Blake Oliver: Check out Podchaser.com. Leave us a review, and we will read it on the air.

David Leary: I don't know how to change to ... Oh, maybe I found it ... The Cloud Accounting Podcast Instagram. Okay, I found it. Okay, now I've gotta hit the (+) sign to take a picture ... I wanna make this happen!

Blake Oliver: Do you know how to [crosstalk] flip the camera around, or do you need my help with that, David?

David Leary: Do we want it to be a selfie? All right.
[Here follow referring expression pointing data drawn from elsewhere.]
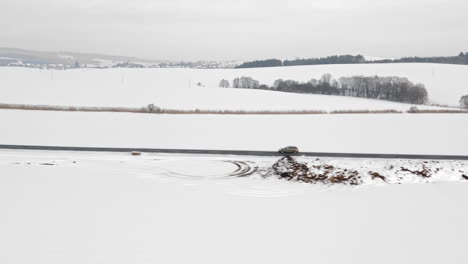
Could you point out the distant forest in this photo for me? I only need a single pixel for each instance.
(462, 59)
(395, 89)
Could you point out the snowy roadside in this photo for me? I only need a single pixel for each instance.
(431, 134)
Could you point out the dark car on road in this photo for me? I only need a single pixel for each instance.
(289, 150)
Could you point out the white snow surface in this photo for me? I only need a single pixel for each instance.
(177, 88)
(368, 133)
(117, 208)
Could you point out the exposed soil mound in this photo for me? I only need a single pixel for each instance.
(292, 170)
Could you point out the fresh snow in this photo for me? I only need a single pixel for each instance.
(178, 89)
(116, 208)
(360, 133)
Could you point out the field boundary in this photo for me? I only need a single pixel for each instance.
(236, 152)
(144, 110)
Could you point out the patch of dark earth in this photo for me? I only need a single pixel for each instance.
(290, 169)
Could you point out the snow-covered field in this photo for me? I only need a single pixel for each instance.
(61, 207)
(177, 88)
(370, 133)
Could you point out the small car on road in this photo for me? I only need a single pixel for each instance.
(289, 150)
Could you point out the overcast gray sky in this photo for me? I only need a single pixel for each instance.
(237, 29)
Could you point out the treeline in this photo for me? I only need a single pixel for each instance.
(261, 64)
(395, 89)
(462, 58)
(342, 59)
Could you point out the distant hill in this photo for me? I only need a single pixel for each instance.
(70, 59)
(460, 59)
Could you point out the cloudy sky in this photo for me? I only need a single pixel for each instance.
(237, 30)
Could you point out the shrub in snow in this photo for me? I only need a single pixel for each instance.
(224, 84)
(152, 108)
(464, 101)
(245, 82)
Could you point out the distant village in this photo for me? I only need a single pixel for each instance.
(107, 65)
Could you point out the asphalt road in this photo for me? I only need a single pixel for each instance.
(239, 152)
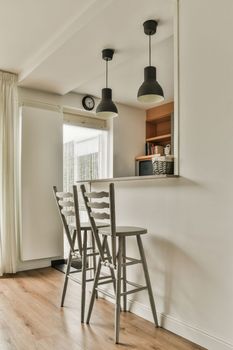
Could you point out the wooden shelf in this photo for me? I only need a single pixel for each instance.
(159, 138)
(145, 157)
(160, 112)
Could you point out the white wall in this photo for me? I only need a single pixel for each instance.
(127, 141)
(41, 169)
(190, 222)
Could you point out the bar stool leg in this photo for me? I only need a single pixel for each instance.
(147, 278)
(67, 271)
(84, 266)
(97, 274)
(94, 258)
(111, 269)
(118, 291)
(124, 275)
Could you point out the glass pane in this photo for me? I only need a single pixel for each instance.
(85, 157)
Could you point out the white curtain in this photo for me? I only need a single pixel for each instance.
(9, 172)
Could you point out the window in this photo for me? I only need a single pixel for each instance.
(85, 154)
(85, 157)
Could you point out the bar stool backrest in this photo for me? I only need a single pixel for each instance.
(67, 203)
(96, 204)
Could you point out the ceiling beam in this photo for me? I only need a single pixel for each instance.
(79, 21)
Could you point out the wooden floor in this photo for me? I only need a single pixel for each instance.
(31, 319)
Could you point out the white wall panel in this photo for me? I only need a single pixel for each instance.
(41, 234)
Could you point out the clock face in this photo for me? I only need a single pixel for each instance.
(88, 103)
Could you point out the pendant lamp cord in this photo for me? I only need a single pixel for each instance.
(149, 50)
(106, 73)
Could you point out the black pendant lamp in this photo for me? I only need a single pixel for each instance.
(107, 108)
(150, 91)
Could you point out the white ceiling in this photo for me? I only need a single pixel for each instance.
(55, 45)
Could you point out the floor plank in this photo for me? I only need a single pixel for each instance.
(31, 319)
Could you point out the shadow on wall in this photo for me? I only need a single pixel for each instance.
(170, 279)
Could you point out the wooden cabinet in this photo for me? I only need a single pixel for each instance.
(159, 129)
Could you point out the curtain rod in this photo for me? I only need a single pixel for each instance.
(6, 71)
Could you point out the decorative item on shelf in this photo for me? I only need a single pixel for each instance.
(88, 102)
(167, 150)
(163, 165)
(159, 150)
(150, 91)
(107, 108)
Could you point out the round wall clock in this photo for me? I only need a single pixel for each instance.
(88, 102)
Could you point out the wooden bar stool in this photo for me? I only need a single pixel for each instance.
(119, 261)
(77, 235)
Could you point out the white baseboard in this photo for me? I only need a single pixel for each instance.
(33, 264)
(178, 327)
(183, 329)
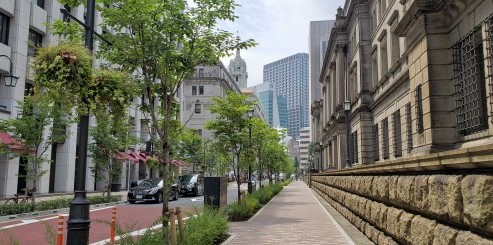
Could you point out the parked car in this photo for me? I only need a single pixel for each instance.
(192, 184)
(151, 190)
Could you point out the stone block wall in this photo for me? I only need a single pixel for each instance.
(414, 208)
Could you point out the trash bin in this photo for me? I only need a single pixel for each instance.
(115, 187)
(216, 191)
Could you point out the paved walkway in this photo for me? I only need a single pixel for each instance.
(294, 216)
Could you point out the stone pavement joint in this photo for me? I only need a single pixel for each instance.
(294, 216)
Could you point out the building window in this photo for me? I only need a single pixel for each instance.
(489, 48)
(198, 108)
(470, 99)
(376, 148)
(396, 123)
(4, 29)
(383, 56)
(409, 128)
(40, 3)
(354, 141)
(385, 134)
(35, 41)
(374, 66)
(419, 109)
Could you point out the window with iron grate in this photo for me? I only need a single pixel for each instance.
(355, 146)
(409, 128)
(489, 49)
(470, 99)
(351, 149)
(418, 95)
(396, 126)
(385, 134)
(376, 148)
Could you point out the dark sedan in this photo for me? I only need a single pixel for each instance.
(151, 190)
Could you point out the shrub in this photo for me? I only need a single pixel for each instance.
(239, 212)
(57, 203)
(210, 227)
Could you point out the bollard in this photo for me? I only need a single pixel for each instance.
(60, 230)
(113, 224)
(172, 226)
(180, 222)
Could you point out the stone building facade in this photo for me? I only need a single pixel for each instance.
(417, 75)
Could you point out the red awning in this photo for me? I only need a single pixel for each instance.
(12, 143)
(124, 156)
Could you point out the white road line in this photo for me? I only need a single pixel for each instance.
(31, 221)
(135, 233)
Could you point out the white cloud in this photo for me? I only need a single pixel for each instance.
(280, 28)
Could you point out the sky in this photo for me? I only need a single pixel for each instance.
(280, 27)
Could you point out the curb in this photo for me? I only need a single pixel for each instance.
(53, 211)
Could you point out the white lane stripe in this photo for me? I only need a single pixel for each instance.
(134, 233)
(30, 221)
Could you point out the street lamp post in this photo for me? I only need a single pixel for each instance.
(347, 109)
(78, 222)
(250, 186)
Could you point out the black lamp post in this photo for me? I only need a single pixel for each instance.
(78, 222)
(9, 79)
(347, 109)
(250, 186)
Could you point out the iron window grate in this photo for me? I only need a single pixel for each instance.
(418, 94)
(385, 134)
(355, 146)
(470, 99)
(489, 50)
(396, 123)
(350, 149)
(409, 128)
(376, 148)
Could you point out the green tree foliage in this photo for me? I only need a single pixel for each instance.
(230, 128)
(162, 42)
(39, 125)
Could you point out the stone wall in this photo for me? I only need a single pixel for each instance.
(408, 208)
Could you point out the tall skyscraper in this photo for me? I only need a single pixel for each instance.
(318, 41)
(273, 105)
(290, 79)
(237, 69)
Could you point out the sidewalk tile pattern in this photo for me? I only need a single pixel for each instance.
(294, 216)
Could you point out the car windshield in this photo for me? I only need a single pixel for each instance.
(148, 183)
(185, 178)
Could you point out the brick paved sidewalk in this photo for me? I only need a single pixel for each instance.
(294, 216)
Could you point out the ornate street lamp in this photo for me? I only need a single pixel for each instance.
(250, 186)
(347, 109)
(9, 79)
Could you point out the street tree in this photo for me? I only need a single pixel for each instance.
(230, 128)
(162, 42)
(39, 125)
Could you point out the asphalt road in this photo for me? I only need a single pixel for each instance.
(130, 217)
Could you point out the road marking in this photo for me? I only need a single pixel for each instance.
(135, 233)
(31, 221)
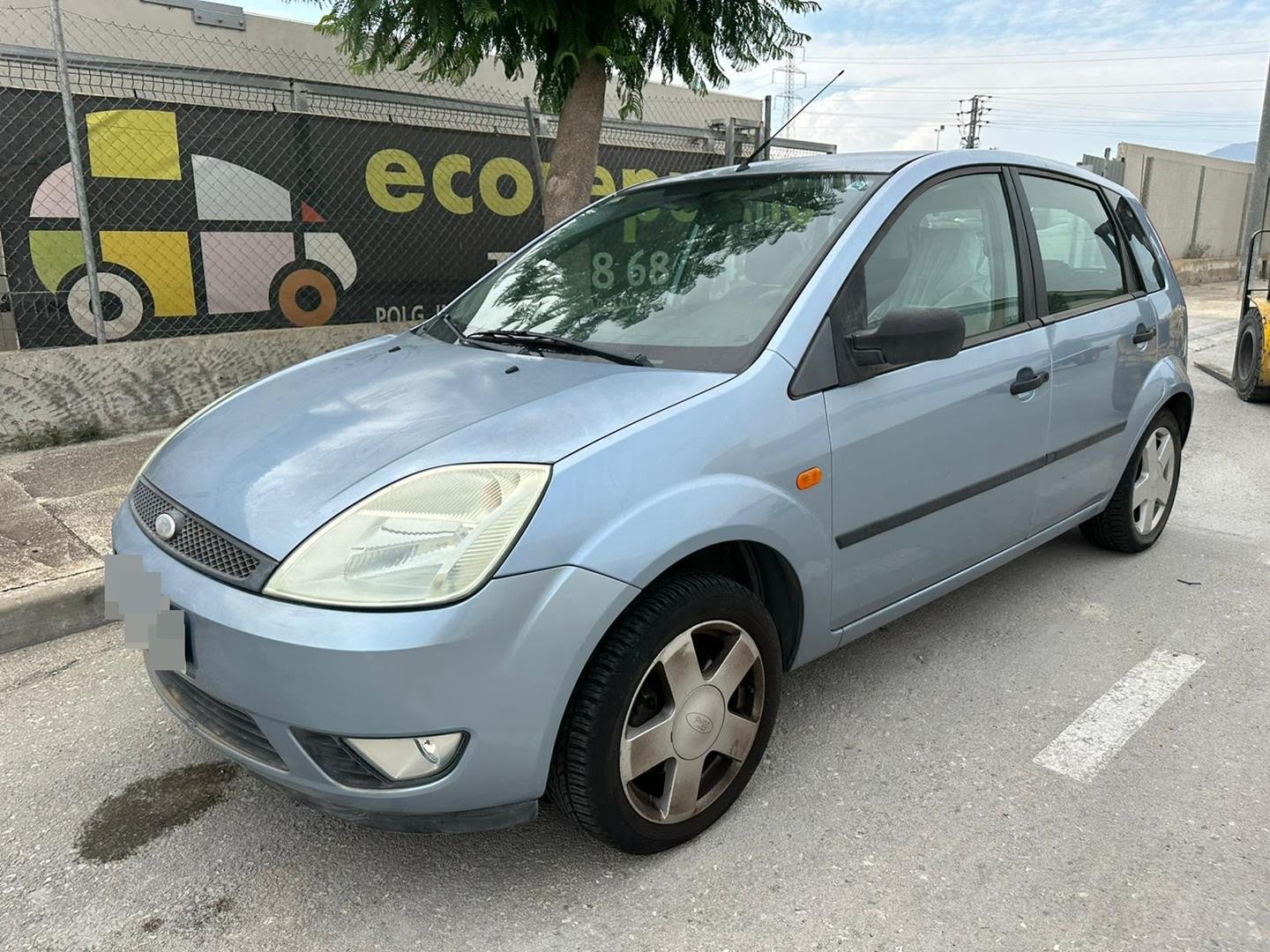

Blake Oliver: Yeah, it should be a selfie of you. I've actually never seen what it looks like. I wanna see-

David Leary: Hold on. Let me make sure there's nothing that should not be in a [01:00:00] photo that's in the closet. I think this is all photo-safe type stuff. I think I got it. Then, I gotta do what? Put some sorta filter on it? I did a black-and-white filter just for this one. We're gonna share this to Facebook, too, I guess. Sure. All right. I think I did it. So, I Instagrammed from our account.

Blake Oliver: Let's see what it looks like. There you are! I see you!

David Leary: It worked!

Blake Oliver: It's great! Looks good. Oh, that's great. David, you've made my day.

David Leary: On that note, we're [01:00:30] out.